Another passionate preserver, Justine Paradis routinely forages for beach plums laden with red and purple fruit in the fall, identifying the shrub amongst scrub oak and honeysuckle. She places the plums in a jar and eats them thoughtfully, savoring the sweet-tart, somewhat grainy flesh, and spitting out the pit. With the alchemy of heat, sugar, and pectin, the berries will turn into jelly, which Paradis plans to use for popovers on Christmas morning.

“It’s about taking personal responsibility for what you eat,” she says. “You touch every single berry as they go into your jar and then you touch them again when you wash them. How often can wwith certainty and confidence how our food comes to us?”

Every batch of her jam or canned tomatoes delivers a unique flavor that reflects the particular time and place it was grown and harvested. French oenophiles term this nuanced, one-of-a-kind flavor: terroir. And just as with wine, every artisanal fruit and vegetable crop carries with it that power of place, the taste of the earth. Here on Nantucket the notes tend to be of glacial moraine with a hint of salt.

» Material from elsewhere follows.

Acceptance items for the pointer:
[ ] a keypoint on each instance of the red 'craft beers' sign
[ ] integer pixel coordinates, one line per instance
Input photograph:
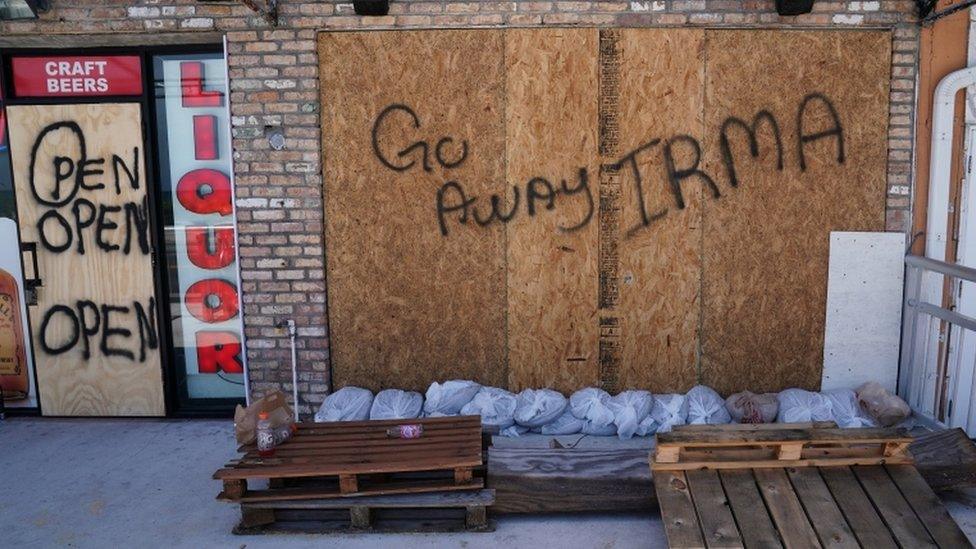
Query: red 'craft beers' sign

Food produced through large scale, industrialized agriculture, with its monocultures and GMO’s, cannot offer the same depth and diversity in flavor as locally grown or wild foods. And although we have more options labeled organic or sustainable than ever before, the eater looking to augment his or her diet with artisanal, seasonal, local or regional foods won’t find many commercial options. Thus, many people turn to preserving foods. So when the Stop & Shop produce section turns to jetlagged apples from New Zealand and waxy, unripe tomatoes from Florida, there is still a way to eat local and fresh on Nantucket.

Canned Applesauce Recipe
By Lindsey & Orla Cressman

You will need:

• 6 lbs. apples (use local or regional apples for best flavor)
• Sugar
• Cinnamon
• Water
• A heavy bottomed pot for the apples
• Canning jars (about 4 sixteen-ounce pint jars for every 6 pounds of apples)
• A large pot for the hot water bath (like a lobster pot)
• Some sort of food mill or food processor
• A cookie sheet
• Clean kitchen towels
• Tongs
• A chop stick

What you do:

1. Wash the apples, core them, and cut away any bruised or damaged parts leaving the skin on. Cut apples into large chunks.
2. Place the cut-up apples into the heavy bottomed pot along with one cup of water and cook on medium heat until your apples turn to mush, around ten to twenty minutes. Stir occasionally and add more water as needed to keep it the consistency of applesauce.
3. While the apples are cooking, start your hot water bath to sterilize the jars. Fill your large pot with about 5 inches of water and bring to a boil. Add your jars, rings and lids in the pot and boil for 10 minutes.
4. Once boiled, carefully remove the jars and rings using tongs. Place jars on a cookie tray lined with a clean dishcloth. If you are using metal canning lids, leave the lids in the hot water until you are ready to seal your jars to keep the rubber seal active.
5. Once the apples are all cooked down to mush, run them through the food mill or food processor to create an even pureed texture.
6. Return your applesauce to the pot and sweeten and season to taste, over low heat. Often, the applesauce tastes so great alone we don’t need to add anything, but if your apples are on the sour side, a little sugar and cinnamon will help.
7. Now fill your jars with applesauce, leaving half an inch of space at the top of the jar. Using a sterilized chopstick, stir the applesauce to remove any air pockets and gently tap the jar on a counter to settle. With a clean towel wipe the rim clean and secure the lids.
8. Now using tongs or a jar lifter if you have one, place the jars of applesauce into your boiling hot water bath, making sure the jars are covered by at least one inch of water. Use a canning rack or some improvised barrier between the bottom of the pot and the glass lids to keep them from cracking. Boil for 20 minutes.
9. Remove the jars and place back on the towel lined cookie sheet, and drape another towel over the jars so they cool slowly. Let sit undisturbed for 24 hours.
10. Check your jars to make sure they are all nicely sealed. Any lids that may have popped are not sealed properly and can be stored in the fridge and eaten within a few days. All other jars will keep on a shelf for a year.